Carers do it tough under Coalition-of-the-Willing HoWARd

“Creating Choice: Employment and the cost of caring”, launched by the Taskforce on Care Costs (TOCC) on 24 February 2005 in Sydney, calls on the Government to improve financial support for carers to give them real choice about working and caring, and thus improve flow on effects for business and the national economy. The report shows more than one in four workers with caring responsibilities have already reduced their working hours due to the high cost of care, and 25 per cent have considered leaving the workforce altogether. Juliet Bourke, Chair of TOCC said

“Forcing people to chose between work and care is not good for workers, their dependents, business or the national economy”.

The report observed that the Government has identified increasing levels of workforce participation as a key strategy for Australia’s future economic prosperity. Bourke said:

“Enabling carers to work to their optimal level will help achieve the Government’s objective of increasing workforce participation. It will increase taxation contributions, reduce government outlays and minimise skill wastage. This is a win-win situation”.

The report observed that the Government’s current financial support for workers with caring responsibilities is minimal, behind international best practice and narrowly focused (ie primarily on young children). TOCC’s survey found that a focus on children neglects the 20% of workers who care for elders and people with a disability. Bourke said

“We encourage the Government to be proactive about supporting workers with caring responsibilities.”

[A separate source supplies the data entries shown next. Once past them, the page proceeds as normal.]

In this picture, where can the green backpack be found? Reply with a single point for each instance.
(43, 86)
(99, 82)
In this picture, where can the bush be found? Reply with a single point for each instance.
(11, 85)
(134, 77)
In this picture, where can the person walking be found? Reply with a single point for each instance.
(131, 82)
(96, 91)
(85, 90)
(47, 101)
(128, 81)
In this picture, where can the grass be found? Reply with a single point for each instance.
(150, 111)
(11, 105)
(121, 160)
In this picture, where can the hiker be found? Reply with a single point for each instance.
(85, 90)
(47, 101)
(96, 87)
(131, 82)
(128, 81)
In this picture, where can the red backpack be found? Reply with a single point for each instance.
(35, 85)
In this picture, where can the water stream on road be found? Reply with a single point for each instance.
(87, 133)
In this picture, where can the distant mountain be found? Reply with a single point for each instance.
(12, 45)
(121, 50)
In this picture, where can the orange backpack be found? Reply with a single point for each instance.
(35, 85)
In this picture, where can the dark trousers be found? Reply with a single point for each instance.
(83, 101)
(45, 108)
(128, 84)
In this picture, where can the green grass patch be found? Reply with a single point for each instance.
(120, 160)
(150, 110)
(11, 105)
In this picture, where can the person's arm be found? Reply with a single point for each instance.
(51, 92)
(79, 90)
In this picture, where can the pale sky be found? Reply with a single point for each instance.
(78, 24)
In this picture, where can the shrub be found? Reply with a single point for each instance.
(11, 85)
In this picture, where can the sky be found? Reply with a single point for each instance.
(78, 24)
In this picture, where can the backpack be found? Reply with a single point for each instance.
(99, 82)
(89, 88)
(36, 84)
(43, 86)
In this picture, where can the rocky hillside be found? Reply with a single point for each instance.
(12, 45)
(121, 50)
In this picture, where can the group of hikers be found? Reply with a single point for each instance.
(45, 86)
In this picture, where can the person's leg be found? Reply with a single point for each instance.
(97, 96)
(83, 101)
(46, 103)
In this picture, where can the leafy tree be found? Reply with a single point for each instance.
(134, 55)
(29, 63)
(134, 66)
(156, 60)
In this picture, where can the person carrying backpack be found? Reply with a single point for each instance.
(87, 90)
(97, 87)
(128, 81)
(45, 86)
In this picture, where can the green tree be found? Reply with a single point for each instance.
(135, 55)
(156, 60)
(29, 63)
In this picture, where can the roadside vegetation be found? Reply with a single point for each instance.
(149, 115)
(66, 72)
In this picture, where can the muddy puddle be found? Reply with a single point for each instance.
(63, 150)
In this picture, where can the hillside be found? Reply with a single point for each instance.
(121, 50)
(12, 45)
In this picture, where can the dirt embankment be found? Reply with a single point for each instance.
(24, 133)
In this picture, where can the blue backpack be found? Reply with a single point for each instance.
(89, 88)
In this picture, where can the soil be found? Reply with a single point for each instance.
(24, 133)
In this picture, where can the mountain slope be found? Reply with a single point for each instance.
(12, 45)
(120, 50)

TOCC recommends that the Government:

1. Immediately draft legislation (for consultation) to implement its promised 30% rebate for care costs;
2. Extend the child-care rebate to cover elder and disability care costs;
3. Extend the 30% rebate to a more meaningful level (ie closer to a dollar for dollar rebate) and remove the proposed $4000 cap; 4. Introduce reforms to assist the cost of care in combination with a strategy to improve the accessibility and quality of care;
5. By June 2006 release a public report identifying the steps it has taken to implement the Taskforce’s recommendations.

I hope that HoWARd et al considers this data as he pushes through industrial relations reform with his compliant Senate.